Non appena Yoongi si sedette di fronte a Jimin, la scena che si stava formando davanti ai suoi occhi lo lasciò senza fiato. C'era qualcosa di incredibilmente naturale tra i due, una chimica che non poteva ignorare. Ridevano di qualcosa di spontaneo, forse una battuta che Jimin aveva appena fatto, o forse uno dei soliti scherzi di Yoongi. Il loro scambio era rilassato, amichevole, eppure il modo in cui si sorrisero, quel piccolo gesto di complicità, fece crescere in Jungkook un sentimento che non riusciva a definire.

"Perché mi fa così male vederli ridere insieme?" si chiese, il suo cuore che batteva più velocemente di quanto avrebbe voluto. Sentiva una fitta al petto, come se qualcosa di prezioso stesse sfuggendo dalle sue mani, ma non riusciva a capire cosa fosse.

C'era un senso di gelosia che lo stava tormentando, ma non capiva perché. Jimin non era suo, ne voleva che lo fosse. Non doveva esserlo. Non avevano nulla di speciale, o almeno così si diceva. Ma ora, vedere Jimin ridere con Yoongi, senza preoccupazioni, senza alcuna barriera, lo stava distruggendo. Si sentiva escluso, come se una parte di lui fosse stata cacciata fuori da un gruppo di amici di cui pensava di far parte.

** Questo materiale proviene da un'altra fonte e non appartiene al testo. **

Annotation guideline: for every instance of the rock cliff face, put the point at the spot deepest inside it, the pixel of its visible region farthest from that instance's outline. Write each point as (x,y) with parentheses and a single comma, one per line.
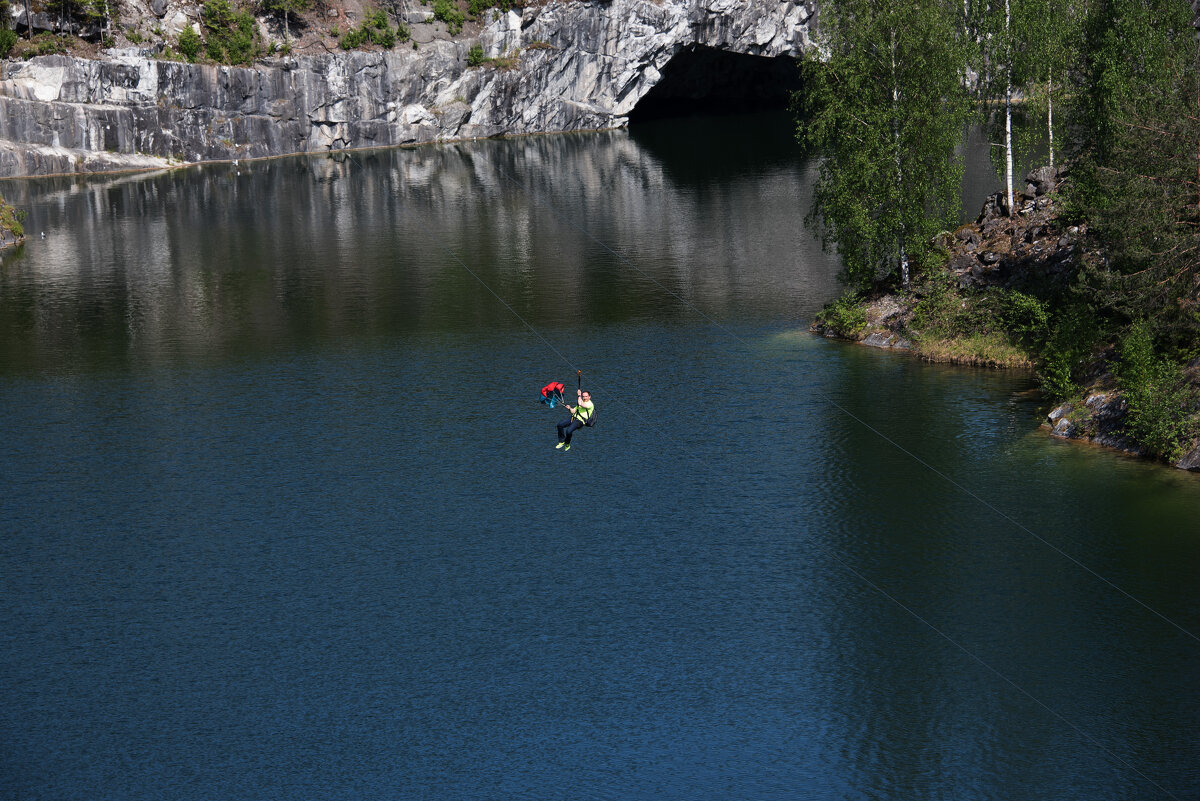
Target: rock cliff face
(579,66)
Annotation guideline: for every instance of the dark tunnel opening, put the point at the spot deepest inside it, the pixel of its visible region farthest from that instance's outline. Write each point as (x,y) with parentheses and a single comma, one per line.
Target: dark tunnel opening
(706,80)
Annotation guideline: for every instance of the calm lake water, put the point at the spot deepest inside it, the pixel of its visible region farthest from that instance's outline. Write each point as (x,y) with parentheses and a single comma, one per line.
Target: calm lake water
(282,519)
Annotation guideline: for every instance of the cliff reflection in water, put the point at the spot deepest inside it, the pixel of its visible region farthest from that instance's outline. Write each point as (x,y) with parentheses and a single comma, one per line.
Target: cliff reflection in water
(234,259)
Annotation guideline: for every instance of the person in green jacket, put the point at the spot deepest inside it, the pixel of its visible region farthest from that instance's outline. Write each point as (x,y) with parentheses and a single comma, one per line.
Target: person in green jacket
(579,419)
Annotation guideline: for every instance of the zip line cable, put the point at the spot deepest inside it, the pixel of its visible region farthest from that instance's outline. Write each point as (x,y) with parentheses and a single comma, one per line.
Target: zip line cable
(828,550)
(483,283)
(862,422)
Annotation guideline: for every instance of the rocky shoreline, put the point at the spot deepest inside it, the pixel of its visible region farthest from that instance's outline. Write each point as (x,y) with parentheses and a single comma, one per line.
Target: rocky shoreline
(1027,250)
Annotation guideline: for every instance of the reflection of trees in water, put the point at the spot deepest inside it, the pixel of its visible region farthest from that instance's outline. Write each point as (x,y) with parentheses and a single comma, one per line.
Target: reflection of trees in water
(229,258)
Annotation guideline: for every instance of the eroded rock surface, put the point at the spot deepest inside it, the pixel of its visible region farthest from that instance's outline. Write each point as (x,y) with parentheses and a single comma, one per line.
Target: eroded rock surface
(579,66)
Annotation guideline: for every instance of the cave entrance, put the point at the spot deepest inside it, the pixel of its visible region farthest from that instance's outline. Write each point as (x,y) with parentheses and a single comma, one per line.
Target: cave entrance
(706,80)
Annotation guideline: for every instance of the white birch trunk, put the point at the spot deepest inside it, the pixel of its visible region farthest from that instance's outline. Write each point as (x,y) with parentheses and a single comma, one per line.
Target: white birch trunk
(1008,112)
(1050,115)
(895,140)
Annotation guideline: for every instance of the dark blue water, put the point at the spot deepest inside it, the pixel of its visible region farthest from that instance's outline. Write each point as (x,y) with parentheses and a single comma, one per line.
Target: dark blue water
(282,519)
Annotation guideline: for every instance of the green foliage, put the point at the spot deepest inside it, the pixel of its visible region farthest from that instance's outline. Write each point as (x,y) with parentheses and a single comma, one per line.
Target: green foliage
(190,43)
(229,36)
(10,220)
(846,315)
(7,40)
(375,30)
(285,8)
(448,12)
(46,44)
(477,7)
(1135,162)
(1025,318)
(883,103)
(1162,403)
(1074,333)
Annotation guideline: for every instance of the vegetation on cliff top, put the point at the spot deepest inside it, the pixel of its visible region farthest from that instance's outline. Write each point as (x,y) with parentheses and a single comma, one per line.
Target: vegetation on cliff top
(11,228)
(232,31)
(1116,287)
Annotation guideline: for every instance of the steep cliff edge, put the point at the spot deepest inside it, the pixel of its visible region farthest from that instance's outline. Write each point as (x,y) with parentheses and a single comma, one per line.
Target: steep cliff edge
(570,66)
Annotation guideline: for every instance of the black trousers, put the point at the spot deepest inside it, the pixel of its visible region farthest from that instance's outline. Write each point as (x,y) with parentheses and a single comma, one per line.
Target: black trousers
(567,428)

Jungkook cercò di convincersi che fosse solo una sensazione passeggera. Forse era solo stanco. Forse tutto questo faceva parte del naturale processo di adattamento. Ma quella sensazione di ansia e di malessere non lo lasciava. La mente di Jungkook era un groviglio di emozioni contrastanti. Si odiava per come si sentiva, per quella frustrazione che non riusciva a controllare. Perché la presenza di Jimin lo metteva così a disagio? Perché la sua amicizia con Yoongi lo faceva impazzire?

"Mi sta davvero sulle palle," pensò, ma mentre le parole risuonavano nella sua mente, non sembravano più così vere. Non era odio, era qualcosa di più complicato. Qualcosa che stava lentamente crescendo, un sentimento che non sapeva ancora come gestire.

"Cazzo," si disse, sorseggiando il frappé con rabbia. "Perché sto pensando a tutto questo?"

 "Perché sto pensando a tutto questo?"